Melissa McShane, Burning Bright — This is a Regency-era fantasy novel, so obviously it’s right up my alley, and I very much enjoyed it! Protagonist Elinor is a Scorcher, which means she can start fires with magic; and she’s also an Extraordinary, which means she can control and put out the fires as well. This talent makes her an extremely valuable prize on the marriage market, and her controlling father wants to snare a rich and powerful husband for her. To escape this fate, Elinor offers her services to the Royal Navy instead. There’s shipboard combat and pirates and romance — basically everything I’m looking for from this type of book. Highly recommended if the premise appeals to you!

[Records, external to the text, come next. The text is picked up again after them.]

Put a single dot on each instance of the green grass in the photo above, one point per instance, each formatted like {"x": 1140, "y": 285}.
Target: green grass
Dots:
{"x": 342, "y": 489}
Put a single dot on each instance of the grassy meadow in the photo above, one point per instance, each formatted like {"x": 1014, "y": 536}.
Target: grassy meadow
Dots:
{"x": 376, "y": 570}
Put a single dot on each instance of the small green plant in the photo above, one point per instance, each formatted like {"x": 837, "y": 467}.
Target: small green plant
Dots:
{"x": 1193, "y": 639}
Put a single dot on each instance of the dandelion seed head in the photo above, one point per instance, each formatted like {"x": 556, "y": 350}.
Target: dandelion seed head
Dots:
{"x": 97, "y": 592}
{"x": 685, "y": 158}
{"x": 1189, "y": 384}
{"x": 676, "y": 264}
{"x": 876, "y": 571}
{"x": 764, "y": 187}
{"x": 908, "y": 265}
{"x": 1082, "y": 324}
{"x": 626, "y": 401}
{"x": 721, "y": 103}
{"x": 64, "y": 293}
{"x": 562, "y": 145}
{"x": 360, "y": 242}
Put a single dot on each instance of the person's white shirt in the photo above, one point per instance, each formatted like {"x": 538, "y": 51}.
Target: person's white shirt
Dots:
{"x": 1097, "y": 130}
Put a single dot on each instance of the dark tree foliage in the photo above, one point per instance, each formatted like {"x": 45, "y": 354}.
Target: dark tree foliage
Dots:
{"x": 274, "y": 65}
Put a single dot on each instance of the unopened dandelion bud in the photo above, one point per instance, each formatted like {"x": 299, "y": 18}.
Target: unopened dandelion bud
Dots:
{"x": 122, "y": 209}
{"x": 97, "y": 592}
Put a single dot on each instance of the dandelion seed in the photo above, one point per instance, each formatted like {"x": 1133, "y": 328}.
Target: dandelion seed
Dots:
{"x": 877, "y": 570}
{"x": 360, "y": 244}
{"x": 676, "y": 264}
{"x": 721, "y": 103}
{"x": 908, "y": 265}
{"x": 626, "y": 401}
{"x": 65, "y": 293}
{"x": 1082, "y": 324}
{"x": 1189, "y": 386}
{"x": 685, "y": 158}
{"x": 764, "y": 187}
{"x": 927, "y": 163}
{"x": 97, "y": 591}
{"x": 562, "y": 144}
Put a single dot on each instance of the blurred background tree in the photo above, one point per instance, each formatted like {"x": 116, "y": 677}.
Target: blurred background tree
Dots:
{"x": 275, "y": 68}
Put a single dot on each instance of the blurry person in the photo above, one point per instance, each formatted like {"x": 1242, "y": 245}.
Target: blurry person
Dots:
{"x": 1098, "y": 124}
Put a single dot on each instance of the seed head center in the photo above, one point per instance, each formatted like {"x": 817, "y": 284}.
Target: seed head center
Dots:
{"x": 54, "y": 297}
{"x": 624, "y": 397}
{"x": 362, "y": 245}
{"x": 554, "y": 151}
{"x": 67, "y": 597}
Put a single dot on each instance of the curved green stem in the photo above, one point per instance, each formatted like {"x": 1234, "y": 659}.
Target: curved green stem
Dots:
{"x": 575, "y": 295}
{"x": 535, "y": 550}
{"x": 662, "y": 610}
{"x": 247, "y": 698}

Winston Graham, Bella Poldark — Phew, I can’t believe this is the last book in the Poldark series! Clowance decides whether to marry again and must choose between two suitors; Bella embarks on a career; Valentine stirs the pot, as usual; and a serial murderer is on the loose in Cornwall. Not every loose end in the series is tied up, but overall the book is a strong conclusion for the characters I’ve come to know and love over the past 12 books. It’s hard to believe there won’t be any more stories about them!

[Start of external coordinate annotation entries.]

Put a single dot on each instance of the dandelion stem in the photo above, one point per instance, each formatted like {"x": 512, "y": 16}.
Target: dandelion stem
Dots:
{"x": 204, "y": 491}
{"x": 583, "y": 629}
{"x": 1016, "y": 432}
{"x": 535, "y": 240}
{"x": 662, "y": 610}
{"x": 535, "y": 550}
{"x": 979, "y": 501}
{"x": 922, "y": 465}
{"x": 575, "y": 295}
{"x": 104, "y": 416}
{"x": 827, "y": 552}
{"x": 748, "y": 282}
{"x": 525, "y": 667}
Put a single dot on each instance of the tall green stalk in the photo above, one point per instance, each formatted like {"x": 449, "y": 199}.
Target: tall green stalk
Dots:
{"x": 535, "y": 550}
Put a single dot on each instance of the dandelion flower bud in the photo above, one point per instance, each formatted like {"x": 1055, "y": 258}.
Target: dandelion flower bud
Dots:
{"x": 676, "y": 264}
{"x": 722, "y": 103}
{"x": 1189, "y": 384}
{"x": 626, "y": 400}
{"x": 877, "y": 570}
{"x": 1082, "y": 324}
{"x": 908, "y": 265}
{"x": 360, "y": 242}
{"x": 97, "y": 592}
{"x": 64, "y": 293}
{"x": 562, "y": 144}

Alexandre Dumas, The Three Musketeers (trans. Richard Pevear)
This classic novel, whose title is somewhat misleading, follows a young solider named D’Artagnan who travels from his native Gascony to Paris in order to join the musketeers, an elite military force that serves the king. D’Artagnan naively believes that he will swiftly realize his dream and make his fortune, but his simple goal soon becomes much more complicated. Through a series of accidents he befriends the three most prestigious musketeers, Athos, Porthos, and Aramis. He also becomes involved in the struggle between King Louis XIII and Cardinal Richelieu, the two most powerful men in France. As a would-be musketeer, D’Artagnan is the king’s man, but his loyalty wavers when he meets the beautiful Milady, one of the cardinal’s most influential spies. With the help of his three friends, D’Artagnan must foil Milady’s sinister plot while fighting his own attraction for her.
I actually read this book when I was 12 or so, but I’m very glad I read it again now that I have at least some knowledge of the historical context! I find it very interesting that Dumas, who was writing in the 19th century (shortly after the Napoleonic era), chose to set this story during the 17th-century wars of religion, a similarly tumultuous time for France. But even without the bigger picture, this book is quite simply a rollicking good read! It’s a long book, but the story is gripping and seems to fly by. The strength of the book is definitely its plot; by contrast, the characters aren’t developed very well. It’s fun to watch D’Artagnan and the musketeers interact with each other, but they’re essentially stock characters (Athos is the noble one, Porthos is the buffoon, etc.). And Milady is an extremely flat villain who is Pure Evil ™ through and through. In my opinion, the scheming cardinal is by far the most interesting character! Regardless, I really enjoyed this book and would love to read the rest of the series…one of these years!